Sohbetimiz adeta röportaj tadındaydı; ancak kendisi isim vermemi istemedi.
Yine de söyledikleri, partide hâlâ sağduyulu bir yaklaşımın var olduğunu gösteriyordu.
İlk sözü şuydu:
“Ben aday değilim, aday olacaklara destek veririm. Ancak Antalya büyük bir şehir. Burada siyaset yapmak kolay değil; sürdürmek daha da zor. Şimdi birkaç ilçemiz kaldı, asıl hedefimiz İl Başkanlığı. Adım geçiyor, bunu görüyorum, okuyorum ama niyetim yok. Sadece genel merkezimiz ‘sen olacaksın’ derse bunu değerlendiririm. Onun haricinde aday değilim. Partimizin iyi yerlere gelmesini istiyorum. Partim bana çocukluğumdan itibaren güzel imkânlar sundu, her göreve getirdi. Şimdi birlik ve beraberliğe ihtiyacımız var.”
Eski yönetici, sözlerini iktidar ve ekonomi üzerinden açtı:
“AKP’nin vasfını biliyorsunuz. CHP’yi bölme planlarını biliyorsunuz. Buna parti içi çekişmeleri eklersek, partimize zarar veririz. Adaylarımızın hepsi bu işi yapabilecek kapasiteye sahip. Bizlere düşen, partimize sahip çıkmak. Delegelerimiz kimi seçiyorsa etsin, seçtiği il başkanının arkasında durmak gerekiyor. Genel Başkanımız 60’ın üzerinde miting yaptı; yaz aylarında İç Anadolu’da, geçtiğimiz dönemde CHP’nin miting yapamadığı illerde halk alanları doldurdu. Ankara’da milyonlar Tandoğan Meydanı’nı doldurdu. Tünelin ışığı gözükmüşken, parti içi kavgaları bir kenara bırakmak gerekir.”
Sohbetin en kritik kısmı ise şu vurguydu:
“Şimdi kavga zamanı değil. Birbirimizin ayağına takılma değil, birbirimize omuz verme zamanı. Ben CHP’de görevler aldım; İl Başkanı olsam da yaparım. Ama bugün şartlar farklı. Parti içi kavgaların olmaması için herkes fedakârlık yapmalı. Kim kazanırsa arkasında durmalı, salonunda elini kaldırmalı. Parti’nin emrinde olduğum bilinmeli. Türk milletinin bizden beklentisi büyük. Ekonomi çok kötü, çalışanların, memurların, işçilerin durumu ortada. Artık önümüze bakıp partimizi iktidara nasıl getireceğimizi düşünmeliyiz.”
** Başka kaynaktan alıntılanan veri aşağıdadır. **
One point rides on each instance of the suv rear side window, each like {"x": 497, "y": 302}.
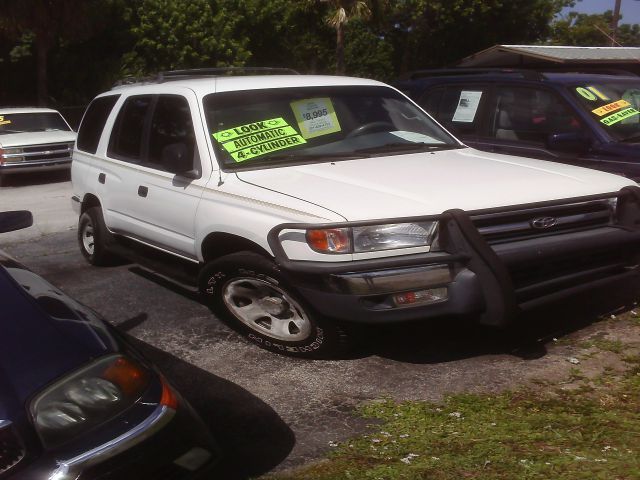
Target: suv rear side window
{"x": 529, "y": 115}
{"x": 93, "y": 123}
{"x": 171, "y": 125}
{"x": 126, "y": 138}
Bir diğer önemli nokta, tutuklu belediye başkanları ve meclis üyeleri üzerineydi:
“Antalya Büyükşehir Belediye Başkanımız Muhittin Böcek, İstanbul Büyükşehir Belediye Başkanımız ve Cumhurbaşkanı adayımız Ekrem İmamoğlu, diğer 16 belediye başkanımız, başkan yardımcılarımız, bürokratlarımız ve belediye meclis üyelerimiz dahil hepsi tutuklu. Adalet bekleniyor. Lüksümüz yok, kavga yapacak zamanımız yok. Önce herkes safına geçsin, omuz omuza yürüyelim. Sonra tartışırız, dövüşürüz, kim iyi yapar kiminle yarışırız. Ama şimdi zaman o değil.”
Sohbetin sonunda ise yine aynı noktaya döndü:
“Birlikte hareket edersek, partimiz hem Antalya’da hem de ülke genelinde başarılı olur. Fedakârlık yapmalı, partimizin arkasında durmalıyız. Şimdi birbirimize destek olma ve omuz omuza yürüme zamanı.”
Vehhasıl kelam…
CHP’de hâlâ sağduyu sahibi siyasetçilerin olduğunu duyunca şaşırdım.
İçimden dedim ki, demek ki CHP’de sağduyulu isimler varmış.